Les annonces faites, ce jeudi, par l'informateur royal Paul Magnette ont été scrutées et commentées dans les journaux flamands. Voici une revue de presse du nord du pays.

Même si Paul Magnette a évalué ses chances de réussite à deux sur dix, l'éditorialiste du Laatste Nieuws enjoint ses lecteurs à ne pas "sous-estimer" le socialiste. "Avec une présence et une aisance dont tout autre politicien belge est secrètement jaloux, il s'est lancé hier comme informateur", écrit Jan Segers, qui vante le "néerlandais excellent" du Carolo.
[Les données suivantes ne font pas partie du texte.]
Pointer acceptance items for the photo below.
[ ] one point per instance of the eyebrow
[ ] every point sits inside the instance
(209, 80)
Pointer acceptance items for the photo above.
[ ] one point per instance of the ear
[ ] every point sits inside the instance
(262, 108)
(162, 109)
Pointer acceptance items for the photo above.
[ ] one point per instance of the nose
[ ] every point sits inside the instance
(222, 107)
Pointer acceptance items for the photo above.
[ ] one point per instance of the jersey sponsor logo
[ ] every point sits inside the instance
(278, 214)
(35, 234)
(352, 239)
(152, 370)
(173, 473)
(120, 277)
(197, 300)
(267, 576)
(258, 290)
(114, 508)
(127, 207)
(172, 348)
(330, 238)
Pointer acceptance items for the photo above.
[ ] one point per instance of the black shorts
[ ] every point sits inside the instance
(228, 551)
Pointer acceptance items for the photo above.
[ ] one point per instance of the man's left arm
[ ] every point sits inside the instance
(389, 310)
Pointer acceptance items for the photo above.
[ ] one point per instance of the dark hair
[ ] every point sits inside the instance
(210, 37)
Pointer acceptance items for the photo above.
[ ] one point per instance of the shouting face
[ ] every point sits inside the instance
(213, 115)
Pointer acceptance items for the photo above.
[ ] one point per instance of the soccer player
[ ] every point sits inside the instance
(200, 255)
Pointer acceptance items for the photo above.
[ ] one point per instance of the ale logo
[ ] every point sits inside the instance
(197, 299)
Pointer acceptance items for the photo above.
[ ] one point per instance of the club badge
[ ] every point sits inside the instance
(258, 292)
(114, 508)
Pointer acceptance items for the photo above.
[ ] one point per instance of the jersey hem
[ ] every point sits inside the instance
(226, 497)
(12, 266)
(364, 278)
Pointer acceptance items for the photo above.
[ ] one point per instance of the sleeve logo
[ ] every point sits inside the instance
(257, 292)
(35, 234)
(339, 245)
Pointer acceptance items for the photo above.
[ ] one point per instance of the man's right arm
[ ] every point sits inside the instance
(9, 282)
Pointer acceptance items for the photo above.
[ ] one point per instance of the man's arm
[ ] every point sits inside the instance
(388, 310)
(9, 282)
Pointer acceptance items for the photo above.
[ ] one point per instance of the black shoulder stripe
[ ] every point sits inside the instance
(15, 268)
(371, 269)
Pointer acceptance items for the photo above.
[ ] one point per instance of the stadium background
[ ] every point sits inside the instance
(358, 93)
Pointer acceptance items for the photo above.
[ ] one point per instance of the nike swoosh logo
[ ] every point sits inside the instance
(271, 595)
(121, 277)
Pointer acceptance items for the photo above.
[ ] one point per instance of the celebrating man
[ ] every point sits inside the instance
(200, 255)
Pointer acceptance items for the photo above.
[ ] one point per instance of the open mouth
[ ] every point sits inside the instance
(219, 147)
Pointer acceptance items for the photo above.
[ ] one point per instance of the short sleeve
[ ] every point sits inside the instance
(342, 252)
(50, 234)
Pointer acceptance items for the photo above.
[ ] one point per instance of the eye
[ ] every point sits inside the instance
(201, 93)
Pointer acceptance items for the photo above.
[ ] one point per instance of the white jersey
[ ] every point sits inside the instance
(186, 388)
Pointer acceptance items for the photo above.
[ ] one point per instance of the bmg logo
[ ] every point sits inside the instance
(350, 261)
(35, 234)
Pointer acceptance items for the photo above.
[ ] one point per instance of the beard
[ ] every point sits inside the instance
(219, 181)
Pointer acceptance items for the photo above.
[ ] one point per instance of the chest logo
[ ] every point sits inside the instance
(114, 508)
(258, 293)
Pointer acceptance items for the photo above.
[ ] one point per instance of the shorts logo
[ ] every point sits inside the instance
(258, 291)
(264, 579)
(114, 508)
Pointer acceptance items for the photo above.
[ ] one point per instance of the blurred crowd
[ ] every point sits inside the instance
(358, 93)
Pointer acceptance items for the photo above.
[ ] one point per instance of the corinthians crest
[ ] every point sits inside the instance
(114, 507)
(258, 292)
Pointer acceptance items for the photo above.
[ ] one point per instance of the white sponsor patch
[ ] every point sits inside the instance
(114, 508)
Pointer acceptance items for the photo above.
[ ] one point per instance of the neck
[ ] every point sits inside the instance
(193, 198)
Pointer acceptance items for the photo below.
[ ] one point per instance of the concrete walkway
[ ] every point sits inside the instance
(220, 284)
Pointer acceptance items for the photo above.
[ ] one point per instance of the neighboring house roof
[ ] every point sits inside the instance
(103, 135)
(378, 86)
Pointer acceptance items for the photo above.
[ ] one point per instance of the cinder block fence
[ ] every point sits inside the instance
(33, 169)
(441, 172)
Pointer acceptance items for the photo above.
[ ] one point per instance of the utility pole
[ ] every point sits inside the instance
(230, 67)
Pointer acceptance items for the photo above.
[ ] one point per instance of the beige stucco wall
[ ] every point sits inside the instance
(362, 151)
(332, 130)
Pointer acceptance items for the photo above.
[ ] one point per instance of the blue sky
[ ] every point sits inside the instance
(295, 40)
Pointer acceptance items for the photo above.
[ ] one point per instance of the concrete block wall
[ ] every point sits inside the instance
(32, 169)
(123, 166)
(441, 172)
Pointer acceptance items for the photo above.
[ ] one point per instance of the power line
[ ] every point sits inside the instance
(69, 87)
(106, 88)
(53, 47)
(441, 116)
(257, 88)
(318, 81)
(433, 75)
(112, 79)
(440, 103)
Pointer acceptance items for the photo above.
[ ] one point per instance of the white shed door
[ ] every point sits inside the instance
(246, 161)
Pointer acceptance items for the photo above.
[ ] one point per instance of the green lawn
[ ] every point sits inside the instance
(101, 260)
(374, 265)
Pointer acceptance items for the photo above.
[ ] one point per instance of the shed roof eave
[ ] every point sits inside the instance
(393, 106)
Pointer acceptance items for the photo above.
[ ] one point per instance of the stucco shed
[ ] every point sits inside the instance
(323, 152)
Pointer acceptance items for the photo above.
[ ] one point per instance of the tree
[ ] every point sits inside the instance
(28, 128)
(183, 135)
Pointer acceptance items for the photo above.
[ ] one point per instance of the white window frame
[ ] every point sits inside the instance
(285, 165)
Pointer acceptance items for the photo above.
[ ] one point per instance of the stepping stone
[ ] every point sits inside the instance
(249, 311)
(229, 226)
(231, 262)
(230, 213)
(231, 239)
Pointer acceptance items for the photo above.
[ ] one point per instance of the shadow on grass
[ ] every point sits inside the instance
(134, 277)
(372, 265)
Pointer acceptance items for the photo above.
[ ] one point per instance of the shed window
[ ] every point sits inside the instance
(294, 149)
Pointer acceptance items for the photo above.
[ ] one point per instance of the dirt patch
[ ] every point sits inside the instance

L’éditorialiste prévient tout de même : "Il devra se débarrasser de sa peau de président polarisant et polémique du Parti socialiste au profit de celle d'informateur. Ce n'est pas facile, car Paul Magnette suscite surtout la suspicion en Flandre, pas la confiance (...) Il va maintenant devoir charmer les partis flamands, pas les alarmer."

Dans le Nieuwsblad, Pieter Lesaffer estime que la tentative de former une coalition alliant PS et N-VA était "une voie sans issue". "Dans une telle situation, la seule solution est d'essayer une autre rue, même si cela s'avère temporaire."

Lui aussi insiste sur l'aspect personnel : "Du côté flamand, Magnette est beaucoup mieux perçu qu'Elio Di Rupo, même s'il est au moins aussi à gauche et encore plus dogmatique que son prédécesseur". Pieter Lesaffer prévient qu'il y a encore "beaucoup d'embûches".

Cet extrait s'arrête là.